Molecular characterization of taxane resistance in head and neck cancer
Nerea Gestoso Uzal
Centro de Investigación del Cáncer (CSIC-Universidad de Salamanca)
Head and neck squamous cell carcinoma (HNSCC) includes epithelial malignancies of the upper aerodigestive tract. The current standard treatment in locally advanced stages is chemo-radiotherapy with taxanes, cisplatin and 5-fluorouracil. However, the emergence of resistance in certain patient subgroups results in early therapeutic failure and poor prognosis, highlighting the urgent need for response biomarkers and effective treatment alternatives. Our research focuses on the characterization of the molecular mechanisms underlying taxane resistance and the identification of novel therapeutic options using cell line models.

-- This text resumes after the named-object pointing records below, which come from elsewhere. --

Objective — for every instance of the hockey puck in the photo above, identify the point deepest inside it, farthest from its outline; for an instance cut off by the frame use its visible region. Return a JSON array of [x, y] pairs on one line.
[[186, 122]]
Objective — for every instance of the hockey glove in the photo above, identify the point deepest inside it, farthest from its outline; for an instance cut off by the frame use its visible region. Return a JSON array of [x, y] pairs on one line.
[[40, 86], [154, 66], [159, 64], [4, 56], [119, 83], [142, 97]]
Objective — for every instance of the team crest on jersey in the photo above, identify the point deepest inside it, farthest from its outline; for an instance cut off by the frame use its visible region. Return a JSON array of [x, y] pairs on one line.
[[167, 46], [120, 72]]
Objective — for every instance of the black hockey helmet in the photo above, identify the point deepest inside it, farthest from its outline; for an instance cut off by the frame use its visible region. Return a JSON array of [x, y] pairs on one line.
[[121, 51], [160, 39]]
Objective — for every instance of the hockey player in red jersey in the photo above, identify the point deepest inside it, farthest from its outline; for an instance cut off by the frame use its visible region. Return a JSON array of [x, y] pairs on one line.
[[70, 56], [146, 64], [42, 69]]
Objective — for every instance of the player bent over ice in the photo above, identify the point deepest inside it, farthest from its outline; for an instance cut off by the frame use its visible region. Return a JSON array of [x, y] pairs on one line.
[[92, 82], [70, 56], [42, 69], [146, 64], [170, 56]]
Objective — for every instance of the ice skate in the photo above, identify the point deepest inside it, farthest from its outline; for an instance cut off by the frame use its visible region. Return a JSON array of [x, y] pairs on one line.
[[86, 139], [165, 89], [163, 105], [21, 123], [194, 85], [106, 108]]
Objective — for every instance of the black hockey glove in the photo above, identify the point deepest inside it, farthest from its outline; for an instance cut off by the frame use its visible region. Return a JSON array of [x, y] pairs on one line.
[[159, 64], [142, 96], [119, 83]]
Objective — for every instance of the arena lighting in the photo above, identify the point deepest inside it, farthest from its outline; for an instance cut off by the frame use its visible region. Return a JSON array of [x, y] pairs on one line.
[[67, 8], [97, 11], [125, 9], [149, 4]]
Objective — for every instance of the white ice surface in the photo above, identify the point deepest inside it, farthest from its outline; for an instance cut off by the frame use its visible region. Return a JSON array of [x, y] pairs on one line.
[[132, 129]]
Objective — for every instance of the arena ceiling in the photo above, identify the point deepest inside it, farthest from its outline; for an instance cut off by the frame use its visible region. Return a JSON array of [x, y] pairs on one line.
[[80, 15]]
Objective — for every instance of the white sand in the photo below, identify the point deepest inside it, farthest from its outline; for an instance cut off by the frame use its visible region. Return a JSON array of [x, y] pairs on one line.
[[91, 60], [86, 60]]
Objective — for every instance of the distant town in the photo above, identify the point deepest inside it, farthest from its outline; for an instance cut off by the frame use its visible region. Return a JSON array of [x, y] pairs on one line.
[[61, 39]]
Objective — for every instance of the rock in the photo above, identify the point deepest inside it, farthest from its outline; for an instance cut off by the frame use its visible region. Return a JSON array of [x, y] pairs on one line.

For this purpose, we successfully established two taxane-resistant HNSCC cell lines. We identified a significant MDR1 overexpression and a pronounced decrease in MCJ expression in resistant cells. MCJ is a negative regulator of mitochondrial respiration, and the absence of its expression may contribute to drug efflux pumps' enhanced activity, such as MDR1, by allowing the synthesis of large ATP amounts. These two alterations, taken together, could potentially constitute a taxane response biomarker in HNSCC.
Notably, taxane-resistant cells presented an increased sensitivity to the rest of the conventional treatments, including cisplatin, 5-FU and radiation. Furthermore, a novel antimitotic agent seems to be an effective therapeutic alternative as a substitute for taxanes within the combined radio-chemotherapy.
Altogether, our findings provide valuable insights into the molecular biology of taxane-resistant HNSCC, that could help to optimize the diagnosis and the therapeutic strategies for this particular subset of patients.